Last updated: Sat 4 Apr 2015, 10:58 PM

“Price stability is a challenge and we are working to make sure the size of spending does not affect economic development,” Saudi Finance Minister Ibrahim al-Assaf said at a conference in the Saudi capital, Riyadh.

“We will continue our programme of investment expenditure. The main area we will look at is current expenditure,” Assaf said.

He did not make clear whether this involved spending less than the 380 billion riyals ($101.3 billion) planned in this year’s budget, an increase of 13.4 percent compared with 2006.

Average inflation last year rose to 2.3 percent, the first time it crossed 1 percent since 1995, according to Samba Financial Group.

Higher rents and food prices, including a near 60 percent jump in the cost of fresh vegetables, drove Saudi Arabia’s annualised inflation to 3.6 percent in January, according to government statistics.

“The initial indication is that inflation is stabilising,” Hamad Saud al-Sayyari, Saudi Arabia’s central bank governor, said at the same conference.

“Programming spending does not mean reducing but instead coordinating overall spending to avoid pressure on inflation,” Sayyari said.

He has ruled out revaluing the dollar-pegged riyal which has declined against the currencies of seven of the kingdom’s eight largest sources of import countries since the start of last year, helping fuel inflation, according to Samba.
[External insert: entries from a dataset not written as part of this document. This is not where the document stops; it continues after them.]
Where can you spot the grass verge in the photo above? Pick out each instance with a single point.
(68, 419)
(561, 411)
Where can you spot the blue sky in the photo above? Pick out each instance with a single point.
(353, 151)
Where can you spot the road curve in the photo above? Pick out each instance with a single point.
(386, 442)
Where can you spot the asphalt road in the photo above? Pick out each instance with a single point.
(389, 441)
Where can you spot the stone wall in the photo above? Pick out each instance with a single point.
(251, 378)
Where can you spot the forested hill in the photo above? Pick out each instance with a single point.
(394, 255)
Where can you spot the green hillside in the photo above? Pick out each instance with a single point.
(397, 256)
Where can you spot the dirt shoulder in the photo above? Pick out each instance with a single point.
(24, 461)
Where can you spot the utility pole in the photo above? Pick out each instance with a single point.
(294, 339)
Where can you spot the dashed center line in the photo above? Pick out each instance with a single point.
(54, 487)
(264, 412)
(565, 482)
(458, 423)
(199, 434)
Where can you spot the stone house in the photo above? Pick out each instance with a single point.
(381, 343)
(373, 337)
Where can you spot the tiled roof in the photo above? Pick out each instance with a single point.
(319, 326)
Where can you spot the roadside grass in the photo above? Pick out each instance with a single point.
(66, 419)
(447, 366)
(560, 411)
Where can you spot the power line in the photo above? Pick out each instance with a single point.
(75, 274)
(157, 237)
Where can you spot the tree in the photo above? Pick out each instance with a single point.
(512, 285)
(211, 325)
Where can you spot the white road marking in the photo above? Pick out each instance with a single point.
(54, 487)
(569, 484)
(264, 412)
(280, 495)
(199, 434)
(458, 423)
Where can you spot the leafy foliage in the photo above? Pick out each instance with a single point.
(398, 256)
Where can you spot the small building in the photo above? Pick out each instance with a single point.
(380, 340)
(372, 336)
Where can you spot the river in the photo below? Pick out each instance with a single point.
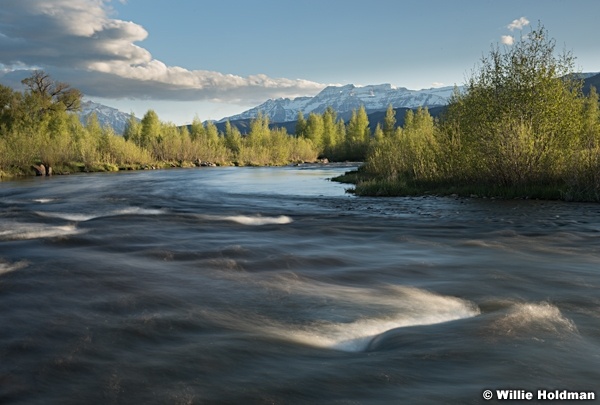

“I don’t think (revaluation) would help reduce inflation,” Sayyari said.

Saudi interest rates roughly track US Federal Reserve rates, giving the country few monetary policy tools with which to curb inflation.

A weaker dollar has raised import costs for nations across the oil-producing Gulf which peg their currencies to the dollar, leading to higher prices and fuelling speculation that they might revalue.

The United Arab Emirates said in April it would penalise retailers and suppliers for “unjustified” price rises in a bid to control inflation, which reached 9.5 percent in 2006.